The frequency of community group visits should be manageable by service providers.

Choirs and singing groups

If a choir or singing group is performing, a minimum of a 2-metre distance is advised between the choir and the service users while performing.

If there is an outbreak

Postpone visits from community groups if there is an outbreak in the setting.

Visits when a service user is symptomatic or COVID-19 diagnosed

When a service user has symptoms consistent with COVID-19 infection, or has tested positive for COVID-19, visiting can be supported.

Service users can receive one visitor per day – the named person – in their private room during the self-isolation period.

The named person should not be symptomatic of COVID-19, nor a confirmed case themselves when they are visiting.

The local HPT can support a risk assessment for this, if needed, in complex situations.

If an outbreak has been declared by the local HPT, use the guidance on visiting during an outbreak (named person initiative).

Infection prevention and control

The visitor must adhere to IPC measures and only enter the service user's private room.

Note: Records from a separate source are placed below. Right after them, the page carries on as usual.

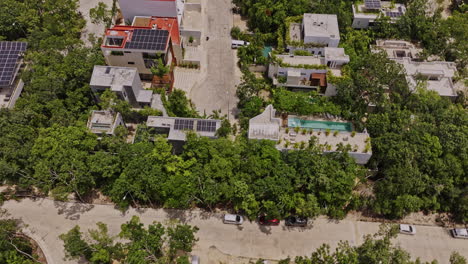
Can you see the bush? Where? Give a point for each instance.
(302, 53)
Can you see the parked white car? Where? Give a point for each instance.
(195, 260)
(233, 219)
(238, 43)
(408, 229)
(459, 233)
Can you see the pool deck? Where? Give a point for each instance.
(329, 142)
(319, 125)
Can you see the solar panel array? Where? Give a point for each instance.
(372, 4)
(9, 56)
(148, 39)
(183, 124)
(206, 126)
(393, 14)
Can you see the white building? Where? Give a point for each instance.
(161, 8)
(265, 125)
(397, 49)
(316, 32)
(365, 14)
(330, 136)
(104, 122)
(11, 63)
(437, 75)
(124, 81)
(308, 72)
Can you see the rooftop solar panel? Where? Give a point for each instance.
(393, 14)
(183, 124)
(10, 54)
(372, 4)
(206, 126)
(148, 39)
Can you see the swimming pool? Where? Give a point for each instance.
(322, 125)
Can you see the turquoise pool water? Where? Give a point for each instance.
(266, 50)
(323, 125)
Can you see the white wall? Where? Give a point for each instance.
(132, 8)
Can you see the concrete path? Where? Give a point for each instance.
(218, 88)
(47, 219)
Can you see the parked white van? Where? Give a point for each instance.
(238, 43)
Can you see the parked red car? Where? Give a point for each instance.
(264, 221)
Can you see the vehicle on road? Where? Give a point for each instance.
(408, 229)
(195, 259)
(459, 233)
(263, 220)
(233, 219)
(296, 221)
(238, 43)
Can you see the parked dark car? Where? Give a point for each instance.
(263, 220)
(296, 221)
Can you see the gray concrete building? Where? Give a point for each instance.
(104, 122)
(296, 132)
(124, 81)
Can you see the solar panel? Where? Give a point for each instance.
(393, 14)
(206, 126)
(183, 124)
(10, 53)
(148, 39)
(372, 4)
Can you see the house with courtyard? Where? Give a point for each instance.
(316, 32)
(176, 128)
(162, 8)
(436, 75)
(297, 132)
(11, 62)
(397, 49)
(104, 122)
(308, 73)
(365, 14)
(146, 43)
(124, 81)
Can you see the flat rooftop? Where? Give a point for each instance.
(136, 38)
(321, 25)
(11, 53)
(387, 8)
(439, 75)
(295, 32)
(178, 126)
(265, 125)
(335, 54)
(397, 48)
(103, 121)
(165, 23)
(114, 77)
(358, 142)
(301, 60)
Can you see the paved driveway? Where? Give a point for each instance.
(47, 219)
(218, 88)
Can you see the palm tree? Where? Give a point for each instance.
(160, 69)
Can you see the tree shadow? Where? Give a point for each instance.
(264, 229)
(72, 211)
(181, 215)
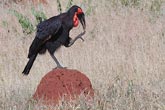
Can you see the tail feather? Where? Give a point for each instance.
(29, 65)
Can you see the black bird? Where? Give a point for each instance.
(54, 32)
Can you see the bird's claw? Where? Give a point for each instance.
(81, 38)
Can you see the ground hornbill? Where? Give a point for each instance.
(54, 32)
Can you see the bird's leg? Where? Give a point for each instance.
(57, 62)
(78, 37)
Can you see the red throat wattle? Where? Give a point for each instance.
(75, 20)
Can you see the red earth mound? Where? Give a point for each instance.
(63, 84)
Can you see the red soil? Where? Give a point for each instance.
(62, 83)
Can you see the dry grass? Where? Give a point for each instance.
(123, 55)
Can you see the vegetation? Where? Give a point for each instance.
(123, 54)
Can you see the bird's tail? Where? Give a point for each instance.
(29, 65)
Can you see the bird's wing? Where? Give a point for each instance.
(47, 28)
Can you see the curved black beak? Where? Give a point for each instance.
(81, 17)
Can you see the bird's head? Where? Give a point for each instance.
(78, 15)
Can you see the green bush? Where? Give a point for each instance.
(39, 15)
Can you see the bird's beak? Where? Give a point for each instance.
(81, 17)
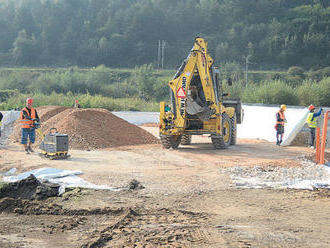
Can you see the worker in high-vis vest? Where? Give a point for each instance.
(280, 121)
(312, 123)
(29, 117)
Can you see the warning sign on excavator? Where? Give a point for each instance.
(181, 93)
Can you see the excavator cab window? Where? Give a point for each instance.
(196, 89)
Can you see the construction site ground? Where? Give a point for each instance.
(186, 201)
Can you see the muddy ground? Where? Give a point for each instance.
(186, 201)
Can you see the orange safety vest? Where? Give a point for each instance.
(282, 117)
(25, 122)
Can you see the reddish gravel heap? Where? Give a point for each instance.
(90, 129)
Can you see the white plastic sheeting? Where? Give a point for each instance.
(65, 178)
(309, 176)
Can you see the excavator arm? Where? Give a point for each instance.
(197, 103)
(198, 64)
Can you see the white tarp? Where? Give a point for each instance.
(309, 176)
(296, 129)
(65, 178)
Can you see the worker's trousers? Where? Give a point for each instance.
(312, 136)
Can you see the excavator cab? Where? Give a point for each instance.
(197, 104)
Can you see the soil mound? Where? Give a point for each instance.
(90, 129)
(30, 188)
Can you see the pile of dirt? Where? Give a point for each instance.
(90, 129)
(30, 188)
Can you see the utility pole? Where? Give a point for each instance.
(159, 53)
(247, 62)
(163, 46)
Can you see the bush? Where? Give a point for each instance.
(273, 92)
(307, 93)
(296, 71)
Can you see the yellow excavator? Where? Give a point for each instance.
(196, 104)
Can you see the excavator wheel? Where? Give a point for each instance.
(233, 130)
(186, 139)
(223, 141)
(169, 141)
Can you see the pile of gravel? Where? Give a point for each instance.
(90, 129)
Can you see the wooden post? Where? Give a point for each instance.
(324, 137)
(318, 145)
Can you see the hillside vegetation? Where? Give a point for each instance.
(125, 33)
(143, 87)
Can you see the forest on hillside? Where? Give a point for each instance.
(276, 34)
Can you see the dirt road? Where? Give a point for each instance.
(187, 201)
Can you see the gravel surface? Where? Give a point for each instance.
(308, 176)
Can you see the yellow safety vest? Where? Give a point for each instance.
(311, 123)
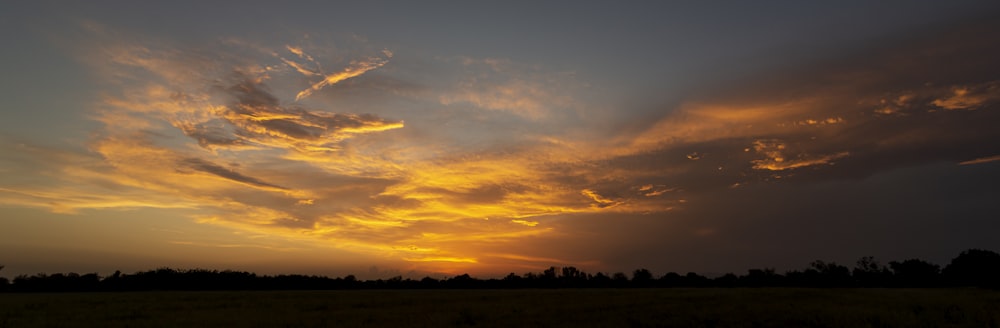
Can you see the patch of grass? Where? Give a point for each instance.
(769, 307)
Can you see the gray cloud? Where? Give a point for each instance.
(217, 170)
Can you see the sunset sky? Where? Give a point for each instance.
(437, 138)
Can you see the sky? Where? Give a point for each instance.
(438, 138)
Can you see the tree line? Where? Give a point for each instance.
(971, 268)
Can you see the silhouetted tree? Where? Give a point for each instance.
(619, 280)
(600, 280)
(692, 279)
(642, 278)
(830, 274)
(869, 273)
(915, 273)
(726, 280)
(672, 279)
(974, 267)
(761, 278)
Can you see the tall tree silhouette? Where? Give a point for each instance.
(915, 273)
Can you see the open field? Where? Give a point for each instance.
(773, 307)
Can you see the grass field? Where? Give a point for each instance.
(772, 307)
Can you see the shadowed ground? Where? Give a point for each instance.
(771, 307)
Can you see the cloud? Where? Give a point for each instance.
(501, 85)
(354, 69)
(501, 155)
(228, 173)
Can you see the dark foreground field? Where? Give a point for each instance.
(511, 308)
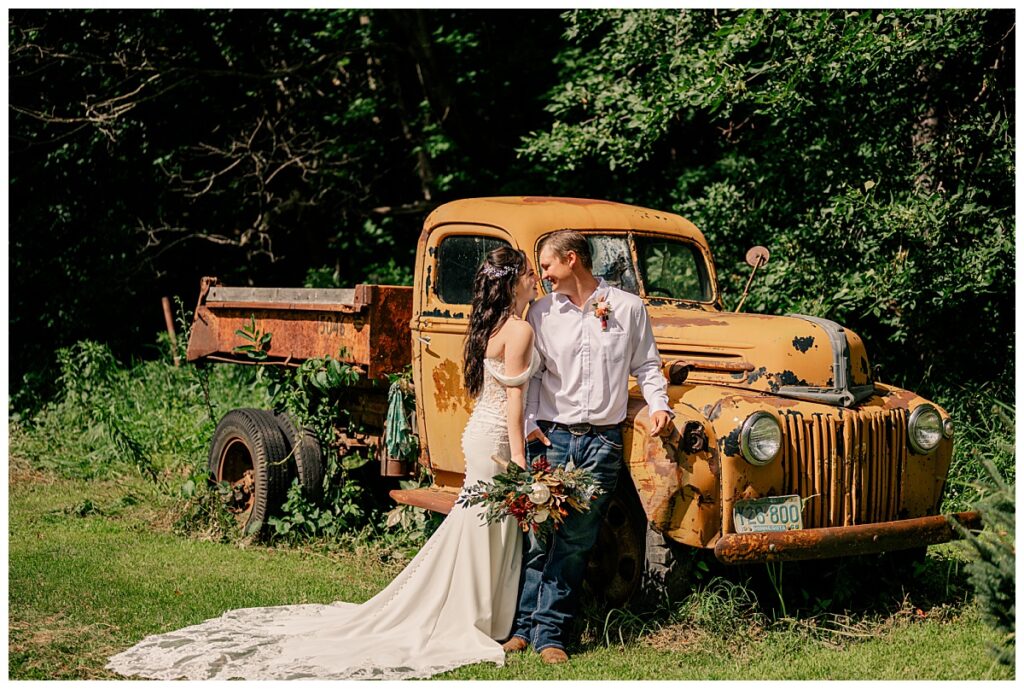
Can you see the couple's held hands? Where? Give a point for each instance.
(538, 434)
(659, 422)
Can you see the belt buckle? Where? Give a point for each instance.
(580, 429)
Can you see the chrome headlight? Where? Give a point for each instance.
(925, 429)
(761, 438)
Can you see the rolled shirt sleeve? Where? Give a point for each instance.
(646, 365)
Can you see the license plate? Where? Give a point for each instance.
(781, 513)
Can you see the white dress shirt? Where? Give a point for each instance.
(586, 370)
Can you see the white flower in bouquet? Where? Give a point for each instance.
(539, 493)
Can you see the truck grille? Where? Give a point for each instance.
(854, 466)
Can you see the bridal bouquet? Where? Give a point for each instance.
(538, 498)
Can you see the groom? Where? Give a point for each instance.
(591, 338)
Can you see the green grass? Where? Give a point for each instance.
(91, 572)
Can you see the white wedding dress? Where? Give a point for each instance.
(451, 606)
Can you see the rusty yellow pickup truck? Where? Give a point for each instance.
(783, 446)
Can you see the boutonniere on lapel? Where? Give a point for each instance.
(601, 310)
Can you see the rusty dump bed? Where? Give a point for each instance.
(371, 323)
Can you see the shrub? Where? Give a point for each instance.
(992, 571)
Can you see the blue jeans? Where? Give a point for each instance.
(553, 569)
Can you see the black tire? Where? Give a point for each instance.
(249, 453)
(632, 562)
(670, 568)
(614, 570)
(307, 460)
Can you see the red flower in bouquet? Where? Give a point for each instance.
(539, 499)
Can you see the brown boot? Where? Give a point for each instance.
(514, 645)
(553, 655)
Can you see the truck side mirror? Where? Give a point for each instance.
(756, 257)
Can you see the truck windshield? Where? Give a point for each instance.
(668, 267)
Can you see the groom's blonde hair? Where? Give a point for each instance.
(565, 241)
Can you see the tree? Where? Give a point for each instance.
(870, 151)
(253, 145)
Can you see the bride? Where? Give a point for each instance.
(454, 603)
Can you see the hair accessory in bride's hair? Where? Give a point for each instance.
(495, 271)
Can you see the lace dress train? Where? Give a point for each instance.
(451, 606)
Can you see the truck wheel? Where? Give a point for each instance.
(670, 569)
(308, 461)
(615, 568)
(248, 451)
(633, 562)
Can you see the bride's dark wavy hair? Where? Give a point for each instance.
(494, 299)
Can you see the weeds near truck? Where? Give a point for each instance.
(86, 541)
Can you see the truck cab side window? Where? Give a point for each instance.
(459, 257)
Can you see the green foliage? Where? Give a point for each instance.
(871, 152)
(984, 435)
(992, 572)
(240, 144)
(311, 393)
(257, 342)
(150, 418)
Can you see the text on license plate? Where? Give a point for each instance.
(781, 513)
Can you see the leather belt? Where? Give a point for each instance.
(579, 429)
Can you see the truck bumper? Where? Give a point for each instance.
(842, 541)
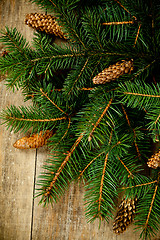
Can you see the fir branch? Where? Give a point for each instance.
(137, 35)
(101, 185)
(140, 185)
(143, 95)
(152, 202)
(157, 119)
(100, 118)
(44, 94)
(69, 123)
(118, 23)
(36, 120)
(82, 172)
(125, 9)
(79, 75)
(128, 121)
(130, 174)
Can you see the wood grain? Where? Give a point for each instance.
(21, 216)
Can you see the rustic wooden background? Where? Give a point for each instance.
(21, 218)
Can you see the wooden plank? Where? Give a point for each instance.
(17, 166)
(66, 220)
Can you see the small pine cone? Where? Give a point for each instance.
(125, 214)
(34, 141)
(113, 72)
(154, 160)
(44, 23)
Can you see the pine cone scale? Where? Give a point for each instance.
(44, 23)
(113, 72)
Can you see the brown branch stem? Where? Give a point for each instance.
(100, 118)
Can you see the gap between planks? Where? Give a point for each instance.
(34, 184)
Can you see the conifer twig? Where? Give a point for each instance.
(125, 9)
(48, 190)
(128, 121)
(130, 174)
(141, 94)
(100, 118)
(157, 119)
(101, 185)
(79, 75)
(137, 35)
(45, 94)
(118, 23)
(37, 120)
(69, 123)
(140, 185)
(89, 164)
(152, 202)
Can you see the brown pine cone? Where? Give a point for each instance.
(113, 72)
(44, 23)
(125, 214)
(34, 141)
(154, 160)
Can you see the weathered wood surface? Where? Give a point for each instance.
(21, 216)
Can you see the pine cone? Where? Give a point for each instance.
(113, 72)
(125, 214)
(44, 23)
(154, 160)
(34, 141)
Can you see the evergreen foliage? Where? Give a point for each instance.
(104, 133)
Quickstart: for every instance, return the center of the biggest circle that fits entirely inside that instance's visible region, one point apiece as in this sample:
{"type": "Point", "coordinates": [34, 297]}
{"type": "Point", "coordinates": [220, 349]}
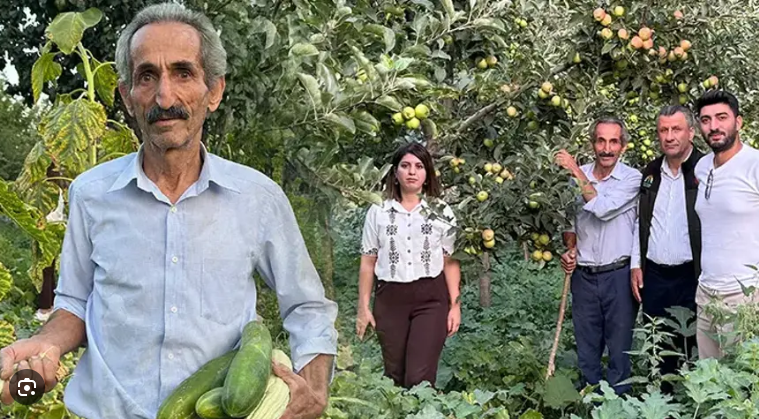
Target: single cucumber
{"type": "Point", "coordinates": [208, 405]}
{"type": "Point", "coordinates": [181, 402]}
{"type": "Point", "coordinates": [249, 372]}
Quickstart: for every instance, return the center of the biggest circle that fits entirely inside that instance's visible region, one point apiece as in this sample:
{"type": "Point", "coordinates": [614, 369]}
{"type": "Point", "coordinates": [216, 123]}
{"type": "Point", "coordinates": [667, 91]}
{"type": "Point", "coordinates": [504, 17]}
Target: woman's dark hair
{"type": "Point", "coordinates": [431, 186]}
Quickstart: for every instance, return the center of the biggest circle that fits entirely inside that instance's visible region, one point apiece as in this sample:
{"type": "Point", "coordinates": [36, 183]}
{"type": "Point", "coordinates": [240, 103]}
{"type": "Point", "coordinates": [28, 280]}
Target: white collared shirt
{"type": "Point", "coordinates": [605, 224]}
{"type": "Point", "coordinates": [408, 244]}
{"type": "Point", "coordinates": [729, 220]}
{"type": "Point", "coordinates": [669, 241]}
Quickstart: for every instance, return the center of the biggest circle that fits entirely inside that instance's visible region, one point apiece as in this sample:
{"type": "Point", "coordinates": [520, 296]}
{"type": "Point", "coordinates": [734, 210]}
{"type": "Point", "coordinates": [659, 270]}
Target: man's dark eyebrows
{"type": "Point", "coordinates": [145, 67]}
{"type": "Point", "coordinates": [184, 65]}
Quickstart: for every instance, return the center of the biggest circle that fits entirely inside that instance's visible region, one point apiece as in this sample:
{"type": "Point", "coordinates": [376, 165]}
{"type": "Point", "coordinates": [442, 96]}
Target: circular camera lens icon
{"type": "Point", "coordinates": [27, 387]}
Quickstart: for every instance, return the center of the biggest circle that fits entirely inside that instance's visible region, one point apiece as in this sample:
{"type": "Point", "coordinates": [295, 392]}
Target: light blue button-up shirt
{"type": "Point", "coordinates": [165, 288]}
{"type": "Point", "coordinates": [605, 224]}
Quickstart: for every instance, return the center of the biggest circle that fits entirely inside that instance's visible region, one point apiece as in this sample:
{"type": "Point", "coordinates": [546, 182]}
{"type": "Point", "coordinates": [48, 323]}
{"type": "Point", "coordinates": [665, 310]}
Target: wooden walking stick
{"type": "Point", "coordinates": [570, 241]}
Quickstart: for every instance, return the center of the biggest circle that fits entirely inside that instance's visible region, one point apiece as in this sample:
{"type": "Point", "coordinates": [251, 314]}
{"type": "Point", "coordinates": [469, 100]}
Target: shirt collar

Avoid other areas of the setting and minimise time spent passing through corridors as much as possible.

See the NIPCM for further information on PPE for visitors.

Visiting during an outbreak (named person initiative)

Named person initiative

During a COVID-19 outbreak, when routine visiting is temporarily suspended, the named person initiative is to be used for visiting. Having any one of up to three named persons visiting (per day) during a COVID-19 outbreak can avoid service users experiencing periods of isolation from their loved ones.

This initiative recognises the benefits to service users' health and wellbeing that visiting brings.

Service users have different needs and preferences for visiting. Some may wish to not receive any visitors during an outbreak, and this should be respected. The resident's needs and preferences for visiting should be included in their care plans from the outset of admission to the service. It should be flexible enough to accommodate changes at short notice in agreement between care home management and the resident, and when relevant, their relatives.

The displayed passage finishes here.